Néanmoins, il n’est pas certain que les prix du pétrole baisseront dans l’immédiat comme le souhaitent les Occidentaux. A ce propos, Joe Biden a prévenu lui-même qu’il ne fallait pas attendre un impact concret « avant plusieurs semaines ». Pourquoi ? Ces dernières années, il y a eu très peu d’investissements dans le secteur pétrolier. Il n’est donc pas évident que la demande mondiale soit entièrement satisfaite même si les pays producteurs pompent leur pétrole à plein régime, leurs capacités étant aujourd’hui limitées. Mais attention ! La hausse des prix du pétrole n’est pas la seule cause de l’inflation qui touche l’économie mondiale. L’inflation est surtout le résultat du phénomène de dé-mondialisation qui affecte l’économie mondiale. A ce facteur, il faudrait peut-être ajouter les problèmes liés aux coûts de transports des marchandises et à la rupture de la chaîne d’approvisionnement.
Le second objet de satisfaction pour le président américain a trait à l’évolution du dossier de la normalisation Israélo-arabe. Certes, il n’est pas parvenu à convaincre Riadh de suivre l’exemple des Emirats arabes Unis et de normaliser officiellement ses relations avec l’Etat hébreu. Mais il peut s’enorgueillir tout de même d’avoir opéré une percée significative. Cette percée se traduit par le feu vert donné par l’Arabie Saoudite au survol de son espace aérien aux avions israéliens. Il s’agit en fait d’une normalisation qui ne dit pas son nom. Joe Biden s’est d’ailleurs fait un malin plaisir à saluer la décision « historique » de Ryad d’ouvrir son espace aérien à « tous les transporteurs », y compris israéliens. Il a annoncé aussi des progrès au sujet d’un îlot stratégique en mer Rouge, situé entre l’Arabie saoudite, l’Egypte et l’entité sioniste. Du reste, il n’est un secret pour personne que les contacts entre Tel-Aviv et Riyad étaient déjà importants. Plus largement, Joe Biden a avancé dans son projet de construire une sorte d’alliance israélo-arabe dirigée contre l’Iran, pays qui est perçu par Washington, Israël et les monarchies du Golfe comme la plus grande menace dans la région. Dans une allusion claire à Téhéran où se rend bientôt le président russe Vladimir Poutine. Il déclarera d’ailleurs : « Nous ne tolérerons pas qu’un pays essaie d’en dominer un autre dans la région au travers de renforcement militaires, d’incursion, et/ou de menaces.»

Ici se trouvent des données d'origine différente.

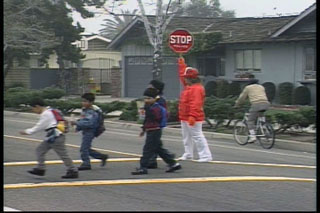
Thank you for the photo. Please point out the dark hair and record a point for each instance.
(151, 92)
(89, 97)
(36, 101)
(159, 85)
(194, 80)
(253, 81)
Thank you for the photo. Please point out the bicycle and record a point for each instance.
(264, 131)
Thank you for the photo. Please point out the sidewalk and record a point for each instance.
(289, 144)
(102, 98)
(279, 143)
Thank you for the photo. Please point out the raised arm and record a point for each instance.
(181, 67)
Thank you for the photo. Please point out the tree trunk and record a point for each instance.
(156, 37)
(62, 75)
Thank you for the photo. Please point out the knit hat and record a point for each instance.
(159, 85)
(190, 72)
(150, 92)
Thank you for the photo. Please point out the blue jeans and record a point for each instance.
(85, 149)
(153, 147)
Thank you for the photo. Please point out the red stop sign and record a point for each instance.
(180, 41)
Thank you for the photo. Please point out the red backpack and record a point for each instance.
(62, 123)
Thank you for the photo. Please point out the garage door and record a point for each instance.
(138, 75)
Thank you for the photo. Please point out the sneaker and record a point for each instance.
(140, 172)
(183, 157)
(84, 167)
(203, 160)
(173, 168)
(38, 172)
(152, 166)
(252, 138)
(104, 159)
(71, 174)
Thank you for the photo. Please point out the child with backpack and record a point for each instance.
(155, 120)
(159, 86)
(89, 124)
(55, 139)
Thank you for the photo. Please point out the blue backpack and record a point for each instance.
(164, 115)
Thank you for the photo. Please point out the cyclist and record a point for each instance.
(258, 100)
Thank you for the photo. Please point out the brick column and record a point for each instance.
(115, 82)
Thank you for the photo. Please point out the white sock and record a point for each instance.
(252, 132)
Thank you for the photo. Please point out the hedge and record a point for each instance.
(301, 96)
(285, 93)
(216, 108)
(270, 90)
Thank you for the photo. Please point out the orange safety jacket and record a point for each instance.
(191, 98)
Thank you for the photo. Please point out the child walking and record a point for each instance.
(88, 125)
(153, 125)
(159, 86)
(55, 140)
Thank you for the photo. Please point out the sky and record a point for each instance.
(242, 8)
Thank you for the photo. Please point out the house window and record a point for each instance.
(82, 44)
(310, 63)
(211, 66)
(248, 60)
(310, 55)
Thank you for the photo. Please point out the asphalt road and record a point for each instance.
(239, 178)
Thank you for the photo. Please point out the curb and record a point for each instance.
(280, 143)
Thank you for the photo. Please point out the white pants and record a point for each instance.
(194, 134)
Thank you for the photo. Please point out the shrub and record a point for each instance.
(15, 84)
(301, 96)
(309, 116)
(234, 89)
(270, 90)
(220, 109)
(16, 89)
(285, 93)
(52, 93)
(211, 88)
(222, 88)
(14, 99)
(286, 119)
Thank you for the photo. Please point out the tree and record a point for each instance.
(113, 26)
(155, 34)
(43, 27)
(200, 8)
(24, 30)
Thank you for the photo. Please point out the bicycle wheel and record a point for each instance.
(241, 132)
(268, 138)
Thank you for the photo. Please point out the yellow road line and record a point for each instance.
(154, 181)
(52, 162)
(136, 155)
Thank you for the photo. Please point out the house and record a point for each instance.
(93, 71)
(274, 49)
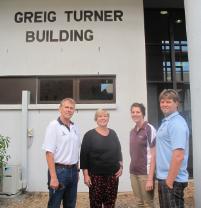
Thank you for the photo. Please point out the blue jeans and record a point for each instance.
(68, 179)
(171, 198)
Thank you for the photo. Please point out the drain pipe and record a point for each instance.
(24, 139)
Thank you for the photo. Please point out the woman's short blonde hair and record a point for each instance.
(169, 94)
(101, 111)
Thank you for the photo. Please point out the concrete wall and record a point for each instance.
(118, 47)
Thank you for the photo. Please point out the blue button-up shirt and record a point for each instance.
(172, 134)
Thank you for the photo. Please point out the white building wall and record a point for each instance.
(118, 48)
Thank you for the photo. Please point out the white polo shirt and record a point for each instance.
(63, 142)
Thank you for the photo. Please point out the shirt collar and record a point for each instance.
(171, 116)
(143, 126)
(61, 123)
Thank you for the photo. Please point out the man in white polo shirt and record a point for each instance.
(62, 145)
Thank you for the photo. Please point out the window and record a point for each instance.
(53, 90)
(97, 89)
(49, 90)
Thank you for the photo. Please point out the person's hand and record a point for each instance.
(54, 183)
(169, 184)
(149, 185)
(119, 172)
(87, 180)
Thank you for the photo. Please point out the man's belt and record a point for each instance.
(65, 166)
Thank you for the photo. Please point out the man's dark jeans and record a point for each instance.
(171, 198)
(67, 191)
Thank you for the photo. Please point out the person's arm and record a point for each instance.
(54, 183)
(120, 157)
(87, 179)
(176, 161)
(150, 178)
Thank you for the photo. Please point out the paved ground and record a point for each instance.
(124, 200)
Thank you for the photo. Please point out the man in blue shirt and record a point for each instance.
(172, 150)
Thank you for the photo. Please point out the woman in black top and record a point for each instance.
(101, 161)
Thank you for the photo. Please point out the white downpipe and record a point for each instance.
(24, 141)
(193, 20)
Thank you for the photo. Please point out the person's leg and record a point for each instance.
(55, 196)
(110, 191)
(178, 189)
(137, 189)
(96, 191)
(171, 198)
(70, 194)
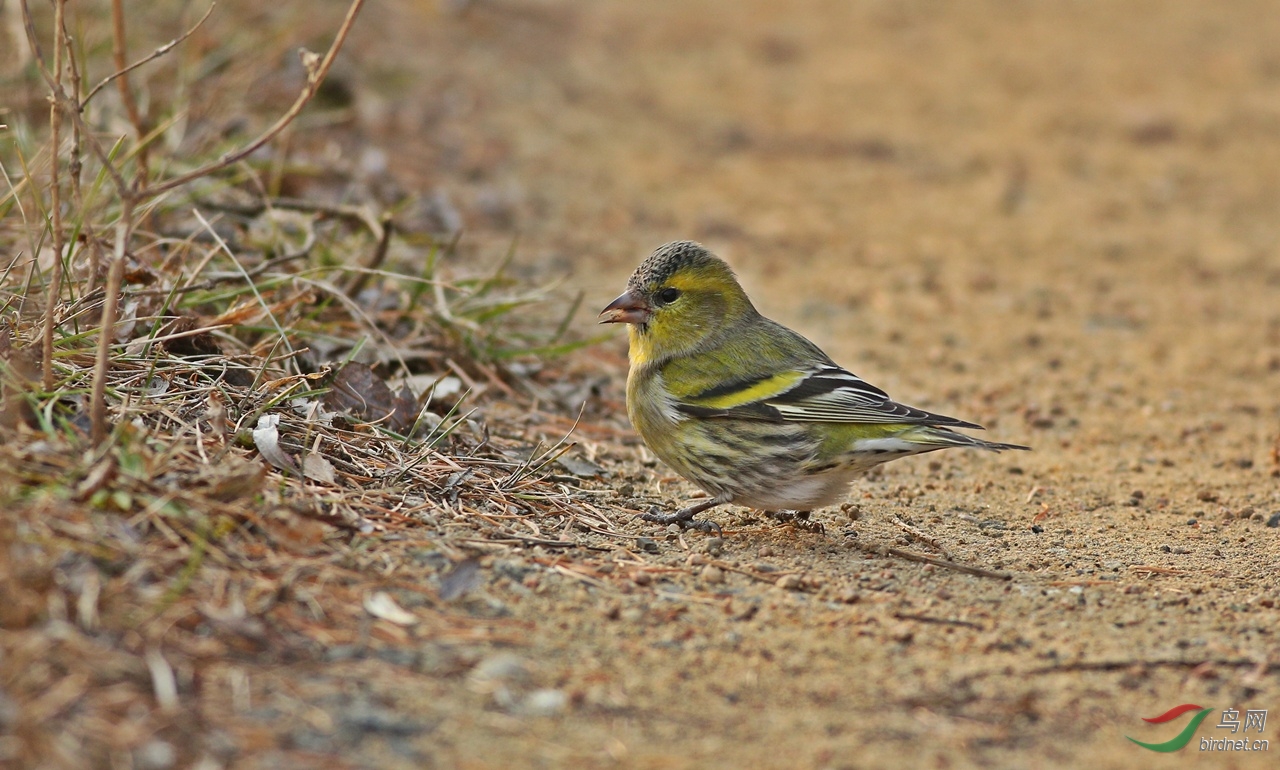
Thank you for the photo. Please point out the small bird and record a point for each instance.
(744, 407)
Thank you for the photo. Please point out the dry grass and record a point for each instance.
(257, 494)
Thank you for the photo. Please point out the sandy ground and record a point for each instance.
(1059, 220)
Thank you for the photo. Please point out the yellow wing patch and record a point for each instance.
(753, 393)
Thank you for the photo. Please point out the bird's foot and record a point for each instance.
(796, 518)
(685, 518)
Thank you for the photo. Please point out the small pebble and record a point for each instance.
(632, 614)
(790, 582)
(712, 574)
(156, 755)
(545, 702)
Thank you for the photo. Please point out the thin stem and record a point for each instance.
(55, 127)
(119, 51)
(316, 72)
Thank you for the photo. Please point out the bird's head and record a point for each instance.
(679, 297)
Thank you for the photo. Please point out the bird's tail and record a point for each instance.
(941, 438)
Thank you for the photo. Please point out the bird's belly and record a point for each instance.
(798, 491)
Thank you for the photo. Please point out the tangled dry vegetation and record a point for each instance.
(202, 482)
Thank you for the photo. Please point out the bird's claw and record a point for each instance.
(684, 518)
(796, 518)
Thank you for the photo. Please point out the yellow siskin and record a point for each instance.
(745, 408)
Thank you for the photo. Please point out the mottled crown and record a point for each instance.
(671, 259)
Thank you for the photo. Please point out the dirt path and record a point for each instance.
(1056, 219)
(1059, 220)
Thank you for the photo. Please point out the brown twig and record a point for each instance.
(119, 51)
(55, 127)
(923, 537)
(938, 620)
(316, 72)
(106, 329)
(942, 563)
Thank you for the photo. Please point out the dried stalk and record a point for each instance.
(316, 72)
(119, 51)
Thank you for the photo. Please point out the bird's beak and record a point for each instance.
(626, 308)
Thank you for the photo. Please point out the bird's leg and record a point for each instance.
(796, 518)
(685, 517)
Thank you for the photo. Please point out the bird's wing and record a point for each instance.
(824, 393)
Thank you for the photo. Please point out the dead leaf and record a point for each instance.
(380, 604)
(360, 393)
(460, 580)
(266, 438)
(318, 468)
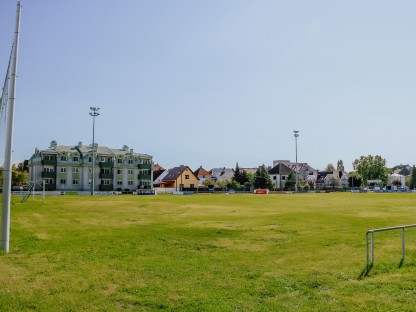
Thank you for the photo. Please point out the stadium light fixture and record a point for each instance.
(296, 134)
(94, 113)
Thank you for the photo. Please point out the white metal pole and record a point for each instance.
(403, 244)
(93, 156)
(34, 182)
(7, 181)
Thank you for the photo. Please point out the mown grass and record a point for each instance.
(208, 253)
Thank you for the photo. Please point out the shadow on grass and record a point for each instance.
(365, 272)
(401, 263)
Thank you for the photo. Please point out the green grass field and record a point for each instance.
(248, 252)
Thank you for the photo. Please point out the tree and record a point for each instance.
(19, 175)
(240, 176)
(262, 179)
(354, 179)
(412, 183)
(371, 168)
(290, 182)
(330, 168)
(208, 183)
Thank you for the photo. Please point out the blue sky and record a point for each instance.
(213, 83)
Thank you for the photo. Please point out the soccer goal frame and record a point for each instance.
(370, 241)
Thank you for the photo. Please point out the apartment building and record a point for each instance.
(69, 168)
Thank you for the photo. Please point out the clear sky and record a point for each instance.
(217, 82)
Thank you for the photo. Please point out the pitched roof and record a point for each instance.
(157, 167)
(85, 149)
(222, 174)
(175, 172)
(202, 173)
(158, 173)
(282, 169)
(162, 174)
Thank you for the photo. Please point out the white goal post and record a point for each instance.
(370, 241)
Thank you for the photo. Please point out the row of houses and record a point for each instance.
(85, 168)
(99, 168)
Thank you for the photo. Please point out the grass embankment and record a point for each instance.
(208, 253)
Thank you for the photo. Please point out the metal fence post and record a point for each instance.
(403, 244)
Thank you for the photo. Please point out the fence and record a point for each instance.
(370, 233)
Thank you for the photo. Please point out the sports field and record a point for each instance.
(291, 252)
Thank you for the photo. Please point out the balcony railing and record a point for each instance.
(106, 176)
(105, 188)
(49, 162)
(106, 164)
(144, 176)
(51, 175)
(50, 187)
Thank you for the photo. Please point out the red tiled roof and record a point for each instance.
(202, 173)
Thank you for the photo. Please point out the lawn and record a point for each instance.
(291, 252)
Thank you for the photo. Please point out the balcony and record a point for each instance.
(49, 162)
(105, 164)
(105, 188)
(144, 177)
(108, 176)
(48, 175)
(50, 187)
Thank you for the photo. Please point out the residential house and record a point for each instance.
(222, 174)
(279, 175)
(202, 175)
(332, 179)
(282, 168)
(180, 177)
(158, 176)
(404, 170)
(69, 168)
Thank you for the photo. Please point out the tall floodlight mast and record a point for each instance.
(7, 180)
(94, 113)
(296, 134)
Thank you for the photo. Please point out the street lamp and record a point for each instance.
(296, 134)
(94, 113)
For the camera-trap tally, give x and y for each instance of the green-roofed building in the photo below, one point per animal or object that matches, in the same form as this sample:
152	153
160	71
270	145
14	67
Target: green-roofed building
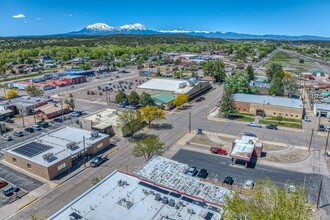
164	101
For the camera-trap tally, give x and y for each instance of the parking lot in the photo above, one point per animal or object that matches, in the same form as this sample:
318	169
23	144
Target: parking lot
22	181
219	167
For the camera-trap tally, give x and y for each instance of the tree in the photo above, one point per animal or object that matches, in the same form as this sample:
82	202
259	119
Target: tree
130	120
34	91
121	97
12	93
216	69
180	100
227	105
145	99
274	69
70	103
271	202
250	72
238	83
148	147
133	98
151	113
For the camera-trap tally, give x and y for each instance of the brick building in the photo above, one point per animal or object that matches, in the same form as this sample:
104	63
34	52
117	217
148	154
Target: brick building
54	153
269	105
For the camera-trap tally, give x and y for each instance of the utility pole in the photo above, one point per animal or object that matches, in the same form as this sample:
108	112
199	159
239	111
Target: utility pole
319	195
326	143
310	142
189	122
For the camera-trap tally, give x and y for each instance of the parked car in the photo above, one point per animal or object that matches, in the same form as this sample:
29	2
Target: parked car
254	124
36	127
273	127
192	171
7	138
29	129
249	134
97	161
3	183
218	150
74	114
18	133
228	180
322	128
202	174
8	191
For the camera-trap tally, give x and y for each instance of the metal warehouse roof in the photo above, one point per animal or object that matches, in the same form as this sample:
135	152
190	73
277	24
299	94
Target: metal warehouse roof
269	100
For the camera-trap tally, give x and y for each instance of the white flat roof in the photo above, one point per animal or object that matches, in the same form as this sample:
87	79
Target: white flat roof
57	142
171	174
121	196
171	85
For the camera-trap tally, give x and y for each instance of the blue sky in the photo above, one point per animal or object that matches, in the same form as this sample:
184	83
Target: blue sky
290	17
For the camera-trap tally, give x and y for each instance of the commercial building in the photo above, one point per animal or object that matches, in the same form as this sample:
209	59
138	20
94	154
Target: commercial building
104	121
264	105
245	148
134	197
55	152
164	101
174	87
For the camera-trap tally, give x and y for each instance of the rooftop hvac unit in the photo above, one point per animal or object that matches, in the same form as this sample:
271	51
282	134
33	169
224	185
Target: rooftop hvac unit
49	157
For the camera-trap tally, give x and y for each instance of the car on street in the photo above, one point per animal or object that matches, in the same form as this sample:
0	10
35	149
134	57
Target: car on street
273	127
322	128
97	161
7	138
254	124
228	180
3	183
29	129
74	114
249	134
36	127
202	174
18	134
218	150
192	171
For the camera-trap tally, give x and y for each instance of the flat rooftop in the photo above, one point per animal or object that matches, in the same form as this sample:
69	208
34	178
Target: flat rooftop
121	196
170	85
55	142
269	100
103	118
171	174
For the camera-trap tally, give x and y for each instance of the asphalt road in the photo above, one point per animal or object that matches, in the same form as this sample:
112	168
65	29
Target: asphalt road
219	167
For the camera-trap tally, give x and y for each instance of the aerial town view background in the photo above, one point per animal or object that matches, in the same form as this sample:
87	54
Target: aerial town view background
160	122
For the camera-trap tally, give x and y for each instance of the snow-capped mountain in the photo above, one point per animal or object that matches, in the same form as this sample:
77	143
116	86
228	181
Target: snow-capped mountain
99	27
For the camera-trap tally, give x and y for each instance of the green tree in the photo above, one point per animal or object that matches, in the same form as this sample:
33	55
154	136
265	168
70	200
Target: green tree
250	72
145	99
129	120
148	147
152	113
274	69
133	98
215	68
180	100
238	83
70	103
227	105
34	91
121	97
269	202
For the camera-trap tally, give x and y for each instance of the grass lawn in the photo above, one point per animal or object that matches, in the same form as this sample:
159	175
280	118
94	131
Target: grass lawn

Ce n’est pas tout. Devant la perte d’influence des Etats-Unis au Proche-Orient après notamment la décision d’Obama puis de Trump de concentrer leurs efforts sur l’Asie-Pacifique (une perte d’influence mise à profit par la Russie et la Chine pour avancer leurs pions), le président Biden a décidé de renforcer, à l’avenir, la présence de son pays dans la région. Il a même évoqué une nouvelle « vision » pour le Proche-Orient basée sur le « dialogue et la coopération économique et militaire ». Le président américain n’en dira pas plus.
Dans un discours prononcé hier à Jeddah, lors d’un sommet réunissant les six membres du Conseil de coopération du Golfe (Arabie saoudite, Emirats arabes unis, Qatar, Oman, Koweït, Bahreïn), ainsi que l’Egypte, la Jordanie et l’Irak, le locataire de la Maison Blanche a ainsi promis que son pays « ne se détournerait pas » du Moyen-Orient en laissant « un vide que pourraient remplir la Chine, la Russie ou l’Iran ». Soulignant qu’il était le premier président américain depuis les attentats du 11 septembre 2001 à se rendre au Moyen-Orient sans que l’armée américaine ne soit engagée dans une intervention militaire de grande ampleur. Biden affirmera devant un parterre de dirigeants arabes que « les Etats-Unis investissaient pour construire un meilleur avenir dans la région en coopération avec vous tous». Il a donc promis un cadeau à tous les peuples de la région, à l’exception des Palestiniens qui semblent avoir été sacrifiés (encore une fois) sur l’autel de la réconciliation israélo-arabe.